So you think you have privacy on the Internet? So did I. In reality, privacy on the Internet is purely an illusion. It doesn’t really exist. While we hide behind our screens, our every move is being recorded and tracked.

Now, we all already knew that some of our information was public. We use social media and deliberately give the Internet access to our thoughts, photos, and lives, but what happens if they access even the information for which we did not provide access to?

According to a New York Times article, Facebook records all your activity, without you even realizing it. It tracks what you like, who you’re friends with, where you’ve been and builds a data profile of you, which it can later sell to different buyers, such as advertisers. An article from Spanish newspaper, El País, explains that Facebook can even build a profile about you and your interests solely based on your friends, without you even opening a Facebook account.

But its not just Facebook. Google has access to almost all of your information and can also access your webcam and microphone whenever they want (The Guardian). Every single Google search you have made is recorded, tracked and used to make a profile for advertisers to cater ads to you based on your interests.

As part of my course, Fundamentals of Computer Science, we were asked to look for the data Google has recorded on our profiles. The results were impressive but unsettling.

Firstly, all of my searches were there. Every video, image or article I had searched for was displayed.
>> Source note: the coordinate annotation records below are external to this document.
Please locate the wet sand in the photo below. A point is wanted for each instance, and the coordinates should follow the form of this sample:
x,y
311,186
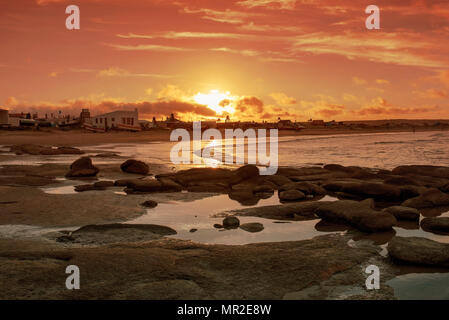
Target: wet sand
x,y
80,137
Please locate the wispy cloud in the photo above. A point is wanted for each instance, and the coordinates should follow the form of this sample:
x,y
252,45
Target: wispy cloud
x,y
186,35
147,47
118,72
275,4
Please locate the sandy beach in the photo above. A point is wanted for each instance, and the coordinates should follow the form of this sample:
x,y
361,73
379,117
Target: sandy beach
x,y
81,137
304,233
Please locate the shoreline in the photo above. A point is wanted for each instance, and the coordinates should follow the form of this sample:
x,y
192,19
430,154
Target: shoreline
x,y
80,137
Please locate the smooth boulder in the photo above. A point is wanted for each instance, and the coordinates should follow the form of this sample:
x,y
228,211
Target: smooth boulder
x,y
135,166
252,227
231,222
403,213
437,224
82,167
421,251
428,199
356,214
291,195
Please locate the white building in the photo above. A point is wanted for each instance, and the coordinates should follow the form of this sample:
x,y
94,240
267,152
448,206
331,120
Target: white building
x,y
125,120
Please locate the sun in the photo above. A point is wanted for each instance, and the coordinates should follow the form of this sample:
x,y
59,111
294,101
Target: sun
x,y
217,101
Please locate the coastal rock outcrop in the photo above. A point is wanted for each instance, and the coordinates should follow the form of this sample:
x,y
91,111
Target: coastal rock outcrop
x,y
357,214
34,149
135,166
421,251
82,167
403,213
378,191
231,222
152,185
291,195
428,199
436,224
149,204
252,227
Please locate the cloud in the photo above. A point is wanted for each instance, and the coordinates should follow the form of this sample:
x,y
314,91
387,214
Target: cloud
x,y
186,35
381,107
274,4
382,81
389,48
432,94
246,53
118,72
358,81
250,105
147,47
330,110
147,109
282,99
226,16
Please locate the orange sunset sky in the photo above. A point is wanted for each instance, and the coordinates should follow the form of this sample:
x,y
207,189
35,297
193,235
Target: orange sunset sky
x,y
255,60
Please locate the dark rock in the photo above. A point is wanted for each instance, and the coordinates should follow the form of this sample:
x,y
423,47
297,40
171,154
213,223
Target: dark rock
x,y
252,227
215,187
401,181
244,173
135,166
304,187
160,230
106,155
428,199
246,198
291,211
231,222
357,214
378,191
42,150
124,182
265,188
424,170
291,195
103,184
152,185
437,224
84,187
66,238
69,150
419,251
278,180
403,213
149,204
82,167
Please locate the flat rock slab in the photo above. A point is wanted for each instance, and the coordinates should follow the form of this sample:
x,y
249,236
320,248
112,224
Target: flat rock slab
x,y
429,199
357,214
291,211
169,268
116,233
420,251
403,213
437,224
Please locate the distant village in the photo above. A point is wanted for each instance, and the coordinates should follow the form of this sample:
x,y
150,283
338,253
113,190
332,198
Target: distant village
x,y
128,120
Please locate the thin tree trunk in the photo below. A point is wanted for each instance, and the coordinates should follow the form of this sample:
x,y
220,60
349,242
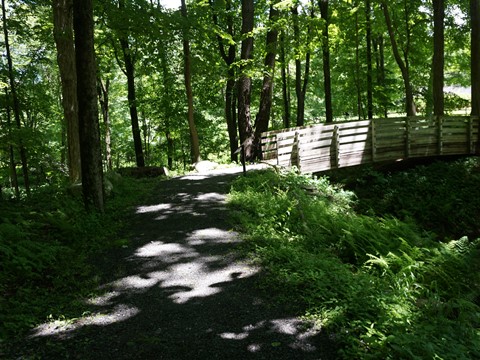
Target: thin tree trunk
x,y
357,68
285,82
475,57
63,35
324,11
263,115
229,58
438,56
13,165
245,82
194,142
380,66
368,11
16,103
169,149
131,93
91,155
403,65
103,95
132,102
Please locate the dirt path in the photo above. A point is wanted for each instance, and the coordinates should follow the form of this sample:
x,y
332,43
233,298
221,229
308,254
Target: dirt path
x,y
178,291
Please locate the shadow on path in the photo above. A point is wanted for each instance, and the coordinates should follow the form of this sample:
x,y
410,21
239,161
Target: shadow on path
x,y
179,291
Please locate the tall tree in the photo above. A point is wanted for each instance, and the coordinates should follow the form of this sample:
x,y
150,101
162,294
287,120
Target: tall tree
x,y
368,39
263,115
16,102
90,149
103,97
63,35
324,12
194,142
403,64
11,153
301,87
129,71
244,86
285,81
438,56
475,58
228,55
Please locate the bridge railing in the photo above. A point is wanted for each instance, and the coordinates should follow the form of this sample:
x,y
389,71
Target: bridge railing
x,y
327,146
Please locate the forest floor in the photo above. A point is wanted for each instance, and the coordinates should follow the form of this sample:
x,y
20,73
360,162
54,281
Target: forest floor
x,y
180,289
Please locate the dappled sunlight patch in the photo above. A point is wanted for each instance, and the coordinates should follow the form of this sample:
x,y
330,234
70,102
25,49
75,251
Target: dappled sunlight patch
x,y
233,336
102,300
158,248
212,235
197,278
153,208
299,331
66,327
134,282
213,196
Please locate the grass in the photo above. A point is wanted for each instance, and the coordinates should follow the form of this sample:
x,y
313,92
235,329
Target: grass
x,y
46,243
375,265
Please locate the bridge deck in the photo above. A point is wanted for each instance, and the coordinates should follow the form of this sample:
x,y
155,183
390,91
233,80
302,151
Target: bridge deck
x,y
322,147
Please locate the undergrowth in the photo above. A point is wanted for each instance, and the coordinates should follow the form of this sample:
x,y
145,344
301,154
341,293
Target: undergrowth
x,y
45,245
384,286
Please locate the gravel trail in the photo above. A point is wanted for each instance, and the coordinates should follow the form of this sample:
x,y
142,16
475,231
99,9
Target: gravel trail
x,y
179,290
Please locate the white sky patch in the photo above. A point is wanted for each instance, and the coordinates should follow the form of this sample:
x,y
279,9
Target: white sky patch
x,y
170,4
65,327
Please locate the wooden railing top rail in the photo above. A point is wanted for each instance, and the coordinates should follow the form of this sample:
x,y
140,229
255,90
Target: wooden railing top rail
x,y
321,147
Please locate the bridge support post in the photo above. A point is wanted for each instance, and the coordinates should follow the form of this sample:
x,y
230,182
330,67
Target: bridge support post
x,y
439,121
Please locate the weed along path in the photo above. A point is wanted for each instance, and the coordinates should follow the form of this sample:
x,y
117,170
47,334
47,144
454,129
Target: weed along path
x,y
179,290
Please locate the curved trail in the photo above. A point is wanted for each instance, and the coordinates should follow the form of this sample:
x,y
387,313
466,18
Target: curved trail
x,y
179,291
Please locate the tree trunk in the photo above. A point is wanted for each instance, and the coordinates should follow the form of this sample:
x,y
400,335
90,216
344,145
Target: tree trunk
x,y
324,11
229,58
438,56
16,103
285,82
403,65
378,45
194,142
368,19
475,54
63,35
263,115
129,71
357,68
12,164
132,102
91,156
103,97
245,82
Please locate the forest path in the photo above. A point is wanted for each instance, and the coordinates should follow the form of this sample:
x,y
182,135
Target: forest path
x,y
181,291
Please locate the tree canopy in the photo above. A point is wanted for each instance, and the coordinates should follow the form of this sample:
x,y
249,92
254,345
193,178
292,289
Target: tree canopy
x,y
251,67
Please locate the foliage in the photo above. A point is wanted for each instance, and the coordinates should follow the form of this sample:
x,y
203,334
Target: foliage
x,y
383,287
45,245
442,197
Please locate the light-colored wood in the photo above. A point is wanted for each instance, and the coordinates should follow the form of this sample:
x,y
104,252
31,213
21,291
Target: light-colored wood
x,y
321,147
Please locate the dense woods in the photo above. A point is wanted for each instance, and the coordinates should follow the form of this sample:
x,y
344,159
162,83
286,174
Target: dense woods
x,y
89,88
193,81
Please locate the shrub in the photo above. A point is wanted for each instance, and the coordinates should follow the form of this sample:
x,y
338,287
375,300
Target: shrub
x,y
382,285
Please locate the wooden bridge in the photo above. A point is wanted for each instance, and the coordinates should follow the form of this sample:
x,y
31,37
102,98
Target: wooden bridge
x,y
322,147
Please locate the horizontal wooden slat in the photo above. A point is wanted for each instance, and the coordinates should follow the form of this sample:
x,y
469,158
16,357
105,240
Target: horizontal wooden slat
x,y
350,143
I then went to my Google Ad Personalization settings and there I discovered the profile that Google created for advertisers to cater to me. Google knows I’m a 18-24 year old female that is into films, music, reading and foreign language studies. They even knew some information that I have never displayed on any Google searches but I suppose with my browsing patterns, they predicted.

After doing a check-up on what Google knows about me, my professor asked us to try the Google add-on Disconnect. This add-on blocks foreign websites from accessing your data when you are browsing the Internet. It also allows you to see which websites are soliciting your data. After installing it, I visited two websites that I visit regularly and discovered that by visiting those websites I was automatically sharing my data. Disconnect showed me that approximately 12 websites wanted my data when visiting each of them. Websites such as Facebook and Quantserve (which I then discovered is the second biggest name in data tracking) wanted my data.

Finding out about all of this information, has made browsing the internet scary. I sometimes feel like I need to be careful with which websites I visit and with what I do on the Internet so that it wont be used to influence or manipulate me. This reminds me of Glenn Greenwald’s Ted Talk on Why Privacy Matters.

In his Ted Talk, Greenwald analyzes how we, as humans, have become accustomed and are sometimes even willing to be monitored. He explains why we should care about our privacy, even if we are not guilty of any illicit activities.

“There are thousands of psychological studies that prove that when somebody knows they are being watched, the behavior they engage in is vastly more conformist and compliant… People, when they are being watched, make decisions that are not the byproduct of their own agency but that are of the expectations that others have of them or the mandates of societal orthodoxy” says Greenwald.

There is no freedom under surveillance. The Internet has opened so many doors and shown us commodities that we might’ve never thought possible. But what good is it worth if freedom and choice are an illusion? We must demand privacy or at least take action to exercise our privacy in any way we can. Our lives and choices are not for profit or exhibition.